Некоторое время Матвей Ильич с грехом пополам совмещал учебу с работой, но когда стало ясно, что долго такое положение не продержится, он без колебаний оставил университет и превратился в полуписателя, зависшего между журналистикой и газетной прозой. Он продолжал писать статьи, потому что их было проще пристроить, чем рассказы, которые к тому же самого его не удовлетворяли. Он пытался быть реалистом в господствующем тогда духе, но именитый автор оказался прав – невозможно писать хорошо на тему, которая не вызывает у автора ничего, кроме отторжения. Как-то Ергольский получил задание от редактора сочинить «что-нибудь этакое о магдалине, чтобы выжать слезу». (Редактор, не раз и не два получавший трепку от цензуры, по профессиональной привычке даже в жизни воздерживался от чересчур прямолинейных слов и предпочитал говорить «магдалина» вместо «проститутка»). Придя домой, Ергольский поужинал и сел за работу, но не тут-то было. Проститутка в его рассказе появлялась, но стоило ей возникнуть, как ее тотчас убивали. Как автор ни бился, судьба его героини была предрешена с первых же строк. Предчувствуя для себя неприятности, Ергольский тем не менее закончил рассказ и принес его редактору.
– Гм! – сказал тот, прочитав написанное. – Ну, это не совсем то, что нам надо… Совсем не то! Однако написано живо… читается легко… Вот что: раз уж мне все равно нечего ставить в номер, помещу-ка я ваш рассказ. Вы, батенька, конечно, безжалостно с ней обошлись, так что в другой раз я все же жду от вас что-нибудь этакое… жалостливое…

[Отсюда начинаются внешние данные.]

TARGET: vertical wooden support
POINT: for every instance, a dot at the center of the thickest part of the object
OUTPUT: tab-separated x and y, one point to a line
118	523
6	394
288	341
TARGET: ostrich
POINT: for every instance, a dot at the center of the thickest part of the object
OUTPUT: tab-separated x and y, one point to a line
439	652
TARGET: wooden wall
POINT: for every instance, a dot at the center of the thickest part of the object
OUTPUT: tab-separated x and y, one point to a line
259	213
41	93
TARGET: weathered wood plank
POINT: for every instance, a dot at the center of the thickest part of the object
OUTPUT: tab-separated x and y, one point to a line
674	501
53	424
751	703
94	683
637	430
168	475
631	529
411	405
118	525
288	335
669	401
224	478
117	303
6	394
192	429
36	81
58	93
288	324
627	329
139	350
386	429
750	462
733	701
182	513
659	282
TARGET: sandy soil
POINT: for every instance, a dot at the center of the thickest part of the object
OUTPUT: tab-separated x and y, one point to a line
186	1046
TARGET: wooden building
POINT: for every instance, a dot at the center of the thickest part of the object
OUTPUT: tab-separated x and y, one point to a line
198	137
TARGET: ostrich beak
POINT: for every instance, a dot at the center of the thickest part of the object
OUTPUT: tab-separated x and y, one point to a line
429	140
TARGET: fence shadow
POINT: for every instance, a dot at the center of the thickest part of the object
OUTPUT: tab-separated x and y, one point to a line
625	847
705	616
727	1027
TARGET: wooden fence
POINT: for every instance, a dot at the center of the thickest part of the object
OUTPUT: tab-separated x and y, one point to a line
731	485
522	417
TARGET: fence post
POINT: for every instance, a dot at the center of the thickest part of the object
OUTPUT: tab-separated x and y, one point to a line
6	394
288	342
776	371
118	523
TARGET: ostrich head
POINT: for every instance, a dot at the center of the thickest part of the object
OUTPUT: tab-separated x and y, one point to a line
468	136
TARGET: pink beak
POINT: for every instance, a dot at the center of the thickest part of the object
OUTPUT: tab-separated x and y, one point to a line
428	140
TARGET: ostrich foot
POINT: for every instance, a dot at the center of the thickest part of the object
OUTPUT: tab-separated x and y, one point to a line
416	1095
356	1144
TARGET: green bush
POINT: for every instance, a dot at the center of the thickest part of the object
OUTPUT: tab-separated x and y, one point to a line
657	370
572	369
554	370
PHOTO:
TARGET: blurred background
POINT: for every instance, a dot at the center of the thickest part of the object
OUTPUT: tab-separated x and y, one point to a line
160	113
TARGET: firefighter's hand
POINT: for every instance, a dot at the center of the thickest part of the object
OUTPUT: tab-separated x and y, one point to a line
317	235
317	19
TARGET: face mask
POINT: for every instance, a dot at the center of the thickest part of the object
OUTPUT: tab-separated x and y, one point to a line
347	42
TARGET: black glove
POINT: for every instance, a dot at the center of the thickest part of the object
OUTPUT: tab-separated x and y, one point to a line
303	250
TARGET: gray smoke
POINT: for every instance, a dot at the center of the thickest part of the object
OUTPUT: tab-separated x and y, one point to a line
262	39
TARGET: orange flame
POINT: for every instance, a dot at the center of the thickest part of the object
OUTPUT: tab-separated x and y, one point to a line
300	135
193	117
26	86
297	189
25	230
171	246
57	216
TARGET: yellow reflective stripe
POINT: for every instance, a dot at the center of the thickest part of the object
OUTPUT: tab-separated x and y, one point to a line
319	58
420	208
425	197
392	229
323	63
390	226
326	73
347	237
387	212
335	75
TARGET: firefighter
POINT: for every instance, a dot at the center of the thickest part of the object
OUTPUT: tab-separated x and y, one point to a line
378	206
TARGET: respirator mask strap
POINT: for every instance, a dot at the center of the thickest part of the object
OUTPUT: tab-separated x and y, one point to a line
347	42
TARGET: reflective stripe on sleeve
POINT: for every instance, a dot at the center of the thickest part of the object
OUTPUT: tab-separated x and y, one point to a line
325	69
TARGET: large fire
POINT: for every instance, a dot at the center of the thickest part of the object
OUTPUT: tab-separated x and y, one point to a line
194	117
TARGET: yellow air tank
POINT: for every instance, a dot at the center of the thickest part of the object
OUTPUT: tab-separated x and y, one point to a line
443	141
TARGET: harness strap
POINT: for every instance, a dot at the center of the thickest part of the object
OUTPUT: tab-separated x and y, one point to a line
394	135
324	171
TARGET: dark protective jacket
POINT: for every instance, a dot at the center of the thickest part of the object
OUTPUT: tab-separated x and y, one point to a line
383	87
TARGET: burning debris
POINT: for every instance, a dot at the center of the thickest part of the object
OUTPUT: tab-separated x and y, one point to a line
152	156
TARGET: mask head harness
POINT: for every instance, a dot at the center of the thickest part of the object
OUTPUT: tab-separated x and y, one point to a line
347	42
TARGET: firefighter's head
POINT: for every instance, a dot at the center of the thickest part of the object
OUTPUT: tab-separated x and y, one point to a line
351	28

Но другого раза не случилось, потому что неожиданно выяснилось, что публике надоели жалостливые рассказы и она, напротив, хочет читать истории с напряжением, с преступлениями, коварными злодеями и находчивыми сыщиками. Поначалу Матвей Ильич воспринял работу такого рода как чистое ребячество, но когда после рассказов пришла очередь романа с продолжениями, за который ему посулили повышенный гонорар, и он увидел в своем воображении всю паутину замысла, который ему предстояло воплотить, он почувствовал необыкновенный душевный подъем. Это будет – как он определил для себя – двойная история, где непритязательный читатель увидит хитроумные сюжетные перипетии, а взыскательный – тонкий юмор, скрытые цитаты из классиков и словесные ребусы, которые под силу разгадать только человеку образованному.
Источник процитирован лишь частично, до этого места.